|Equality Before Death Bouguereau|
When I decided back on March 1 to observe Lent this year by drawing one tarot card at random and blogging about it in relation to Lent, I realized that there was one calendar date looming in the future when that might be hard to do: April 10.
But here's the thing about vows, and about Catholicism. The world is bigger than my little concerns. I resolve to pray the rosary every day. There are four mysteries: the Joyful, the Glorious, the Sorrowful, and the Luminous. Even if it's a happy day for me, if it's the day to pray the Sorrowful mystery, I pray the Sorrowful mystery.
Just so with this project. April 10 would be a heavy day for me, but if I drew a happy card, I'd blog about happiness, and not mention the day's secret heartache for me.
As April 10 came closer and closer, I asked myself what card I hoped to draw on this day.
I hoped to draw the six of cups – a card that speaks of pleasant childhood memories. I drew that card, the six of cups, yesterday. And yesterday I asked myself what card I'd draw today.
After I shuffled the cards this morning and saw the card, I gasped and began to cry. This is part of why I read tarot cards. They sometimes offer companionship in loneliness.
The card I drew was the three of swords.
The three of swords depicts three swords piercing a human heart. In the background are storm clouds and rain.

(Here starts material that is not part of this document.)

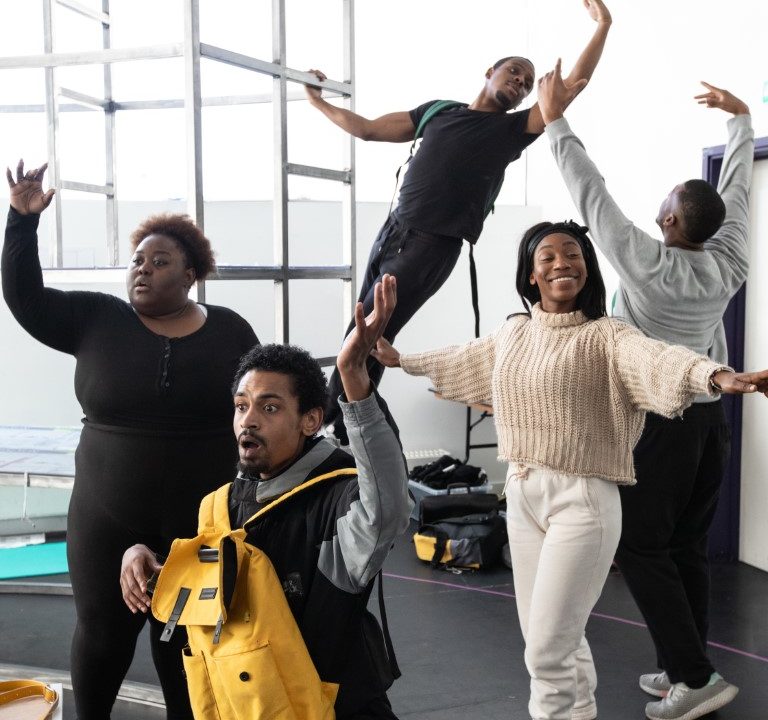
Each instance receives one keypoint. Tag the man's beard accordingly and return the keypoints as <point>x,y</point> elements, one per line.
<point>251,471</point>
<point>504,100</point>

The cards shared my pain. And affirmed it. Yes, yes, this could all be coincidence. But this card on this day allowed me to cry, and not to feel alone when crying. And I am grateful for that.
Because the swords are manmade items, I interpret this card as pain that humans cause each other. This is not pain caused by a tornado that sucked a child out of a window. These human-made swords have been thrust into this human heart by human hands.
While I was still crying over this, WQXR, the New York classical station, kept reminding me that today is Sibling's Day. It struck me as so portentous that, two years ago, my sister died on Sibling's Day. And then WQXR played Ralph Vaughn Williams' variations on Greensleeves. And I just cried some more. Antoinette told me how much she loved that song, in that version.
It's hard to bring this around to Lent. I am, indeed, right now, firmly fixed deep in my own heart. Antoinette, I don't think anyone ever loved you more than I. I wish you and I had had more, better time with each other. But I was powerless over that. You made your own choices.
My best effort to swing this around to a Lenten theme is to quote the Beatitudes: Blessed are those who mourn, for they shall be comforted.
I've gotta tell ya, I can't imagine what kind of comfort might be available in Heaven that could heal these wounds. But he promises that it's there. "Your grief will turn to joy," Jesus promises, in John 16:20.